No more LIAT? Airline in ‘serious financial difficulty’
Caribbean airline LIAT is in urgent need of a cash injection of at least US $5 million to remain in operation.
Trinidad and Tobago prime minister Dr Keith Rowley made the revelation at a media conference at the Piarco International Airport on his return from the 30th Caricom meeting in St Kitts and Nevis on Thursday.
While Trinidad and Tobago is not heavily dependent on the inter-Caribbean airline for transportation, Prime Minister Rowley said other territories like Barbados, Dominica, Antigua and St Vincent “virtually at the mercy of a LIAT service” will be seriously impacted.
T&T once a major shareholder in LIAT, owns a one percent share in the airline but will not be financially impacted if the airline fails.
While the Prime Minister acknowledged that he was not aware of the full extent of the impact LIAT going out of service would have in Trinidad and Tobago, he said the country may have to enter into an agreement.
Rowley noted that the situation was direr for the airline’s shareholders who would need to act urgently to ensure that LIAT does not go belly-up.
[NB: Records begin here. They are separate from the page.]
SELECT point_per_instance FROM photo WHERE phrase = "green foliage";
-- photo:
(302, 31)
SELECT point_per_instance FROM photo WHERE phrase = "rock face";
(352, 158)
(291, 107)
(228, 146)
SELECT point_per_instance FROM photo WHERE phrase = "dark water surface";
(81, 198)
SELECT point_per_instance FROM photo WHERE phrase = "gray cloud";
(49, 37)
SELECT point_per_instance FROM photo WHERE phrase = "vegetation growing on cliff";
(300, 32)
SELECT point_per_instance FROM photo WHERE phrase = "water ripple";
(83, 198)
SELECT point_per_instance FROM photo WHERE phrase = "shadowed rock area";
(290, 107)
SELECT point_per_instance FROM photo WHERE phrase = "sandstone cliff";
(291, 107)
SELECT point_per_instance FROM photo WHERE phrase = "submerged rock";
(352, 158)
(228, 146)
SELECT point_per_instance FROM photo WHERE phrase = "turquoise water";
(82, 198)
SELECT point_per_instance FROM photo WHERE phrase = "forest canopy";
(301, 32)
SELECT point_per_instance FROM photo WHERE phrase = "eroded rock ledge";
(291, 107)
Adding to LIAT’s financial troubles, the airline owes the Caribbean Development Bank (CDB) significant sums of money which the shareholders now are required to address.
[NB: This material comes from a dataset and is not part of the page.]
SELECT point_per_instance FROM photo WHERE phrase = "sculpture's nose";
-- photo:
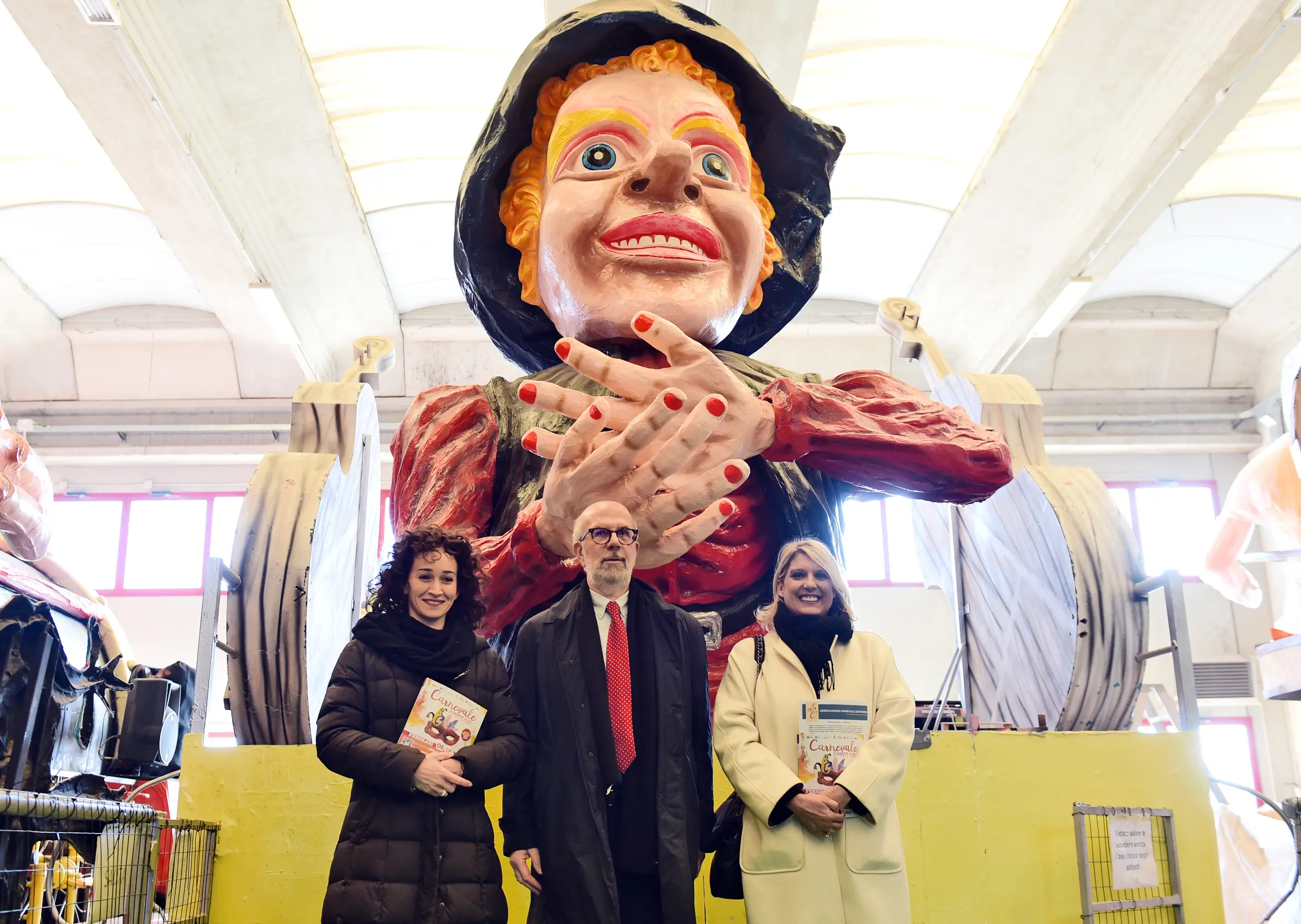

Further, LIAT is currently flying uneconomic routes that are heavily subsidised.
“And if the airline is to remain flying to countries that have routes like that, the shareholders are saying that such countries will have to guarantee a minimum revenue stream to the airline or the airline would cease to fly on those routes.”
Identifying another cost centre for the airline in the form of aircraft maintenance, Rowley said he has agreed to allow LIAT to speak with Caribbean Airlines (CAL) to discuss the possibility of cooperation between the airlines from a business operations standpoint.
He said the collaboration could relieve LIAT from some of their external expenses and having those work done locally.
“If so, then we in Trinidad and Tobago can get the benefit of providing that service toward the area of aircraft maintenance,” he said.
Rowley revealed that the Caricom heads of Government also discussed at length the reintroduction of a passenger sea ferry to service Caribbean islands.
Using T&T’s experience with operating a fast ferry service he said it may not be the most viable option as he explained that this was being done using heavy Government subsidisation.
He said a fast ferry service would be the better option to service these islands.
“We are still looking at the possibility of some kind of inter-island ferry service especially since air service is becoming so troublesome and in some areas of our region the sea ferry might be some element of substitute,” Rowley said.
Coming out of the regional meeting, it was agreed that a joint private and public sector team will review the findings and recommendations of reports on the possiblity of a regional ferry service.
The special session was keeping with Caricom's quest to deliver adequate, fair, competitive, efficient transportation services at affordable costs.
The joint team has been directed to provide preliminary estimates for the implementation of ferry services following discussions and negotiations with prospective ferry operators.